Other computing systems used in space have to be replaced frequently because the difficult conditions caused them to degrade, a spokesman for Hewlett Packard said. Its Spaceborne Computer is designed to last for a year, which it says is roughly the amount of time it would take to travel to Mars. NASA aims to send humans to Mars in the 2030s.

"A mission to Mars will require sophisticated on-board computing resources that are capable of extended periods of uptime," Alain Andreoli, senior vice president and General Manager at Hewlett Packard's Data Center Infrastructure Group, said in a blog post.

"To meet these requirements, we need to improve technology's viability in space in order to better ensure mission success," Andreoli said. "By sending a supercomputer to space, [HP Enterprise] is taking the first step in that direction."

-- Bloomberg News

Tata Steel, U.K. back pension changes

LONDON -- Tata Steel and British authorities said Friday that they have agreed on a plan to restructure the firm's British pension system, ending one aspect of uncertainty for 130,000 current and retired steelworkers.

Indian-owned Tata announced plans last year to sell its U.K. operations, including the Port Talbot steelworks in Wales. But after interventions from the British government and unions, it agreed to keep the business, which employs 8,000 people in Britain.

A sticking point was $19.5 billion in British pension liabilities, which Tata considered onerous. Steelworkers voted this year to accept lower benefits if it meant protecting jobs.

Tata Steel U.K. said Friday that it had signed an arrangement with pension trustees to separate the plan from the company, in exchange for a $715 million cash injection and stake for the pension fund in Tata's business.

The deal addresses one obstacle to a proposed merger between Tata's British businesses and Germany's Thyssenkrupp.

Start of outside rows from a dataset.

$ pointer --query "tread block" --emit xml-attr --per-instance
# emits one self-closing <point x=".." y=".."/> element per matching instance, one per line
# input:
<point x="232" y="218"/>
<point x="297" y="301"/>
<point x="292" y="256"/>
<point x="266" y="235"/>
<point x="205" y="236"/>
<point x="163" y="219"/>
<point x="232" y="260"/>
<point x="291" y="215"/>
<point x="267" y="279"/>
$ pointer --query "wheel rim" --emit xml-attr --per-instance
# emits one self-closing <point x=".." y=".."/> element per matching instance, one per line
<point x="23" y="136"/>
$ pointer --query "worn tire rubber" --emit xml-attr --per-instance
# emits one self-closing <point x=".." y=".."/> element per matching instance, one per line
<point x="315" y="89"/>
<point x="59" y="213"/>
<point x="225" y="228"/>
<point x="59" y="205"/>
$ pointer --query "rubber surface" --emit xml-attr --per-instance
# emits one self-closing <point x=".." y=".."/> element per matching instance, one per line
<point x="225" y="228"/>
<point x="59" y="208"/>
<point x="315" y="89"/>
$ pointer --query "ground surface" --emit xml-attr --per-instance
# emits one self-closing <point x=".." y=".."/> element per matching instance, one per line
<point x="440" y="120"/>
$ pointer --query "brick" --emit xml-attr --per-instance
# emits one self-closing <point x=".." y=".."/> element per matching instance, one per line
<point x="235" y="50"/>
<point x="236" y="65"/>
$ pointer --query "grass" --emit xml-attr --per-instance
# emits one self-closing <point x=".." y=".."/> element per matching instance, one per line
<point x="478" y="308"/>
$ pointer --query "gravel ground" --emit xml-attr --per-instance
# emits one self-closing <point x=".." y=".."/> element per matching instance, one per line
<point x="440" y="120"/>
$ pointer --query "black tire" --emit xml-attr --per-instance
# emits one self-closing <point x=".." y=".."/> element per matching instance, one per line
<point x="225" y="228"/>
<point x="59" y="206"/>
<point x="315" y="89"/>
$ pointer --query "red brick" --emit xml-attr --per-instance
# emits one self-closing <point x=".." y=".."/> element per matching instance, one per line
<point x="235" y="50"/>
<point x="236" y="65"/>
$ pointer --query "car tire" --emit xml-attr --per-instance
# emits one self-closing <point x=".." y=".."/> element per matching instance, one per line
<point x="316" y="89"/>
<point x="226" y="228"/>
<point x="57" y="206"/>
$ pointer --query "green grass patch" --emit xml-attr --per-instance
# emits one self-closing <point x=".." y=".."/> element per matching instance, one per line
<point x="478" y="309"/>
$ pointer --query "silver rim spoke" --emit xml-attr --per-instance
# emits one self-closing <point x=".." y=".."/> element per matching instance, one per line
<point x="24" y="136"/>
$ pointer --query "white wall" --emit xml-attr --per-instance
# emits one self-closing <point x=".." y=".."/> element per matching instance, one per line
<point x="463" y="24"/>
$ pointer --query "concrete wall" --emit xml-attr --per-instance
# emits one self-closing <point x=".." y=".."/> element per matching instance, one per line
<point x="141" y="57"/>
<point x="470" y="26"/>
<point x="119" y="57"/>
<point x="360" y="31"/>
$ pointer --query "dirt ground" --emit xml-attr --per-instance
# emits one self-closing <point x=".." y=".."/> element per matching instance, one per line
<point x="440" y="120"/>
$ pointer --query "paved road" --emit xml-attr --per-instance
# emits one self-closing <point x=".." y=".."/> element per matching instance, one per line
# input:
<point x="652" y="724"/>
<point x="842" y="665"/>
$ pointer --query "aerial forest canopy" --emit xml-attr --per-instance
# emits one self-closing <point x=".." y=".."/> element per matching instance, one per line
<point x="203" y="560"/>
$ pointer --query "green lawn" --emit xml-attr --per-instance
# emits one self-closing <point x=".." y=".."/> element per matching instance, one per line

Unions welcomed the agreement, saying it helped end members' uncertainty about their retirement income.

-- The Associated Press

Google cancels gender-issues meeting

PALO ALTO, Calif. -- Google Chief Executive Officer Sundar Pichai canceled an internal town-hall-style meeting meant to address gender discrimination after employee questions for management began to leak online.

Pichai said in an email to staff that several Google employees became fearful for their safety and grew concerned about being outed for speaking up at the meeting.

He said the company will aim to create several other forums "where people can feel comfortable to speak freely." Pichai's email was sent about an hour before the event was to start Thursday afternoon.

The meeting was meant to hear out employee grievances over a flare-up that has consumed Google for much of the week. It began last weekend after engineer James Damore circulated a memo that claimed biological gender differences helped explain why women are underrepresented at the company.

Google fired Damore on Monday. The engineer has claimed he had a right to voice concerns over workplace conditions and filed a labor relations board complaint prior to being fired.